Protein interaction networks are non-random and the number of interacting partners of their nodes is not normally distributed and follows a heavy-tail distribution. In this kind of network, the most central nodes have an important role in the topology of the network. In searching for systemic determinants of promoter evolution, we examined the relationship between the centrality of genes in the protein interaction network and positive selection. To this end, we used the IntAct database as a reference for the human protein interaction network . IntAct is a curated database that, as found with other initiatives, represents only a fraction of the human protein interactome. As a consequence, only a fraction of Prom+ genes and Cod+ genes are present in the IntAct network: n=188 and n=152 genes, respectively (for the sake of simplicity we will also refer to these subsets of genes as Prom+ genes and Cod+ genes). In order to perform the analysis with as many genes as possible, we assumed a certain degree of contamination in the sense that some genes might have both positively selected promoter and coding regions. Nevertheless, we have estimated that this occurs in only 0.8% of genes.

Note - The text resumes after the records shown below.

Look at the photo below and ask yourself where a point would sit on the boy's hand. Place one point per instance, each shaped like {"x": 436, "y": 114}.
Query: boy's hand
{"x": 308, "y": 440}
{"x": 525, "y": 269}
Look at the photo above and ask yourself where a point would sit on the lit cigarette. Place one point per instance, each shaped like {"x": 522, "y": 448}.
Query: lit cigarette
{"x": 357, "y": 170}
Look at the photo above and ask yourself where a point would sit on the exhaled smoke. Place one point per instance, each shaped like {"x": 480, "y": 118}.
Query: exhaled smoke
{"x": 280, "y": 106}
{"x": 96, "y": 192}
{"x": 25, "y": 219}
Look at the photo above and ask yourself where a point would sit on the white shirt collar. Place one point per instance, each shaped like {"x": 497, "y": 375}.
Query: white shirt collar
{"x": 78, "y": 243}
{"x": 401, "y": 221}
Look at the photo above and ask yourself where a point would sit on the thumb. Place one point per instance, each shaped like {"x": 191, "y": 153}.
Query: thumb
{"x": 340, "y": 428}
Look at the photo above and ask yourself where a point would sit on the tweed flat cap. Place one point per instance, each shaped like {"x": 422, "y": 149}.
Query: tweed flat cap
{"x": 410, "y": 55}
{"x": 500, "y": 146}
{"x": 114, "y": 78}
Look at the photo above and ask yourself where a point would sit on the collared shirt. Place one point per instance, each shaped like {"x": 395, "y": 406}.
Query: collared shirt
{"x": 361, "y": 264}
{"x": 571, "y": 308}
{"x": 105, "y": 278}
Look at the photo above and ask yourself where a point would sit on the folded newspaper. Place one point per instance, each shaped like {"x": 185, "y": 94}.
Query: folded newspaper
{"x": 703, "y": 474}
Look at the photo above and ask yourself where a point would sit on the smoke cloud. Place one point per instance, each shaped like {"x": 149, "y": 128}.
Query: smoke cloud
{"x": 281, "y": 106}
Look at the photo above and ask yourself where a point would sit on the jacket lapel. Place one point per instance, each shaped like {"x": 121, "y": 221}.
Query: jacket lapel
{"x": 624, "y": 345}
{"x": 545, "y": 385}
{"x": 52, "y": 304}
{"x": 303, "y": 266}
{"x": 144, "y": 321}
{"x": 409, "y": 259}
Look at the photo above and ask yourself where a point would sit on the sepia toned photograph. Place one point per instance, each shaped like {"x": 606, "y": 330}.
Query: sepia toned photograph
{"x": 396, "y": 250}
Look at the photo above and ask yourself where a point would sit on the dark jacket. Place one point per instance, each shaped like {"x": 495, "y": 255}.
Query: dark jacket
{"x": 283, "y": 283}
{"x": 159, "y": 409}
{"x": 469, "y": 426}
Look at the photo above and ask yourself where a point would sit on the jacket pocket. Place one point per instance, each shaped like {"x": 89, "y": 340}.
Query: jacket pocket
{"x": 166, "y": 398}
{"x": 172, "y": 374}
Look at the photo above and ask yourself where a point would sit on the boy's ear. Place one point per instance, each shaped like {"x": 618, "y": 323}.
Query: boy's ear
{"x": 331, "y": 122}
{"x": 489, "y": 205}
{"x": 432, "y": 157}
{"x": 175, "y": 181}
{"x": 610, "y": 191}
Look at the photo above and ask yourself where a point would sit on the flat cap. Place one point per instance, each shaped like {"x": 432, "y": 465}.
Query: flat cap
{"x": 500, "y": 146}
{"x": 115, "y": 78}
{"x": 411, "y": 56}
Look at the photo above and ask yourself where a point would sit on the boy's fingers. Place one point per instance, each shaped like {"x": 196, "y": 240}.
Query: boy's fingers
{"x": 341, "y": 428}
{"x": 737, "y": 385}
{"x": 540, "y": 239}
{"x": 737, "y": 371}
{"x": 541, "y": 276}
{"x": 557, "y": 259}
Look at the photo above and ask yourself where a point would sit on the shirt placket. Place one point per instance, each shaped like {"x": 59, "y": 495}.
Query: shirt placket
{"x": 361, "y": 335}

Centrality parameters, among the parameters used to characterize the nodes of a network, measure the importance of each node . Degree centrality, average shortest path length (ASPL), betweenness and eigenvector centrality (EVC), though correlated to some extent, convey different notions of centrality (see legend Figure 1). First, we studied the distribution of these parameters in the Prom+ and Cod+ genes (Table S4) and then we examined whether the number of positively selected genes was associated with centrality.
The results indicate that the centrality of Cod+ genes is lower than that of a reference set (n=1811), as clearly shown in the case of degree centrality (one-tailed Wilcoxon-Mann-Whitney test (WMW), P=0.037), ASPL (WMW, P=0.01), and EVC (WMW, P=0.006). This trend is in agreement with previously reported observations  . To our surprise, Prom+ genes showed an inverse trend; proximal promoters were found to be more central than expected (reference set, n=2219) in the case of degree centrality (WMW, P=0.009), ASPL (WMW, P=0.004), and EVC (WMW, P=0.008) (Figure 1, Table S5, Table S6).
In Figure 2, we graphically show the relationship between centrality (EVC) and the frequency of Prom+ genes and Cod+ genes. Data were fitted with a logistic regression using a binary outcome. To each EVC value we associated a 1 value if the corresponding gene was positively selected and a 0 value otherwise. The EVC values of Prom+ genes were log transformed before fitting. Data were fitted using the glm function of the R package . To graphically display the observed data, we broke the EVC data (a continuous variable) into 20 categories, corresponding to quantile intervals, and we plotted the frequency of positive genes against the upper value of each centrality interval.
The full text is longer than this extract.